En 1942, mientras se encontraba preso por razones de orden político escribió su novela de carácter social «Curipamba», cuya trama se desarrolla en Portovelo.

Luego de la Revolución del 28 de Mayo de 1944, que puso fin al gobierno del Dr. Carlos Alberto Arroyo del Río, fue nombrado Secretario de Acción Democrática Ecuatoriana (A.D.E.), agrupación política que fue la gestora de dicho movimiento, y fue designado -por el nuevo gobierno del Dr. Velasco Ibarra- Contralor General de la República, dignidad que ejerció hasta el 30 de marzo de 1946, día en que el Dr.
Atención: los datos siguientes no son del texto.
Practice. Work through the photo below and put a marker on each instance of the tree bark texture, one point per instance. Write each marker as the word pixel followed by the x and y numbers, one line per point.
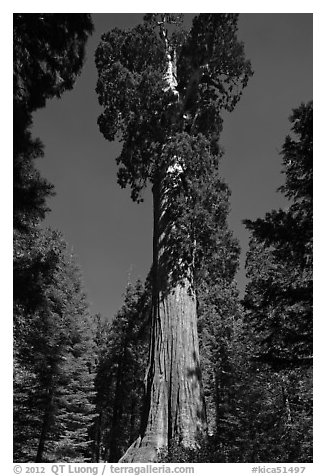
pixel 174 405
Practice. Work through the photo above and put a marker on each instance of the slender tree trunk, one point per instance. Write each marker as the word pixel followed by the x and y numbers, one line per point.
pixel 174 398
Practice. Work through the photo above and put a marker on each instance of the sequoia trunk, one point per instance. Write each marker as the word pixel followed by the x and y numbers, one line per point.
pixel 174 399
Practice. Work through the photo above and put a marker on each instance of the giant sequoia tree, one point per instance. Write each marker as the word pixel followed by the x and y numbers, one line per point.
pixel 278 297
pixel 163 90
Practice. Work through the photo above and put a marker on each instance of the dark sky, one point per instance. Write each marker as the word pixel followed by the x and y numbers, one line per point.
pixel 110 234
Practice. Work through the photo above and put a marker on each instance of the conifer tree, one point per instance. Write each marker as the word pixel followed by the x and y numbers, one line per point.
pixel 162 90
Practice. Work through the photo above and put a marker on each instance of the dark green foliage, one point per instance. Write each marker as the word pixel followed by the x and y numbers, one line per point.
pixel 123 353
pixel 279 294
pixel 49 50
pixel 131 67
pixel 49 53
pixel 53 354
Velasco Ibarra, de acuerdo con la costumbre que caracterizó su vida política, rompió la Constitución de la República y se proclamó dictador.

Al año siguiente volvió a Guayaquil y se dedicó a escribir un «Estudio Sobre la Novela Ecuatoriana», que fue publicado en 1948. Posteriormente fue designado profesor de economía política de la Universidad de Guayaquil, cargo que desempeñó hasta 1968 en que renunció por no estar de acuerdo con la supresión de los exámenes de ingreso, que tanto daño ha causado a la educación universitaria del Ecuador.

En 1979 la Municipalidad de Loja lo declaró «El Mejor Ciudadano». En 1982, luego de haber permanecido olvidados durante cuarenta años sus originales, publicó, por fin, su obra «Curipamba»; y en noviembre de 1983 fue incorporado a la Academia Ecuatoriana de la Lengua.

“Creo que soy como los patos que nadan, vuelan y caminan, pero ni nadan bien, ni caminan bien ni vuelan bien; yo pues hago un poco de periodismo, vivo de la profesión de abogado y escribo de cuando en cuando uno que otro libro, de modo que no me he destacado mayormente en ninguna de las tres cosas” (El Universo, Mayo 31 de 1998).

En septiembre de 2002, en Consejo Universitario de la Universidad de Guayaquil le concedió el título de Doctor Honoris Causa. Ya no hacía apariciones en público, pero aún conservaba toda su lucidez y trataba de mantenerse activo, hasta que la muerte lo sorprendió mientras dormía, en la noche del 19 de julio del 2003, llevándose con él su lenguaje pulcro y atildado, como también lo fue su vida. Refiriéndose a él -con motivo de su muerte-, el escritor lojano Carlos Eduado Jaramillo dijo: “Tenía la elegancia de las divinidades. Hombre sabio, excelente conversador. Con él daba gusto entablar un diálogo, puesto que dominaba todos los ámbitos”.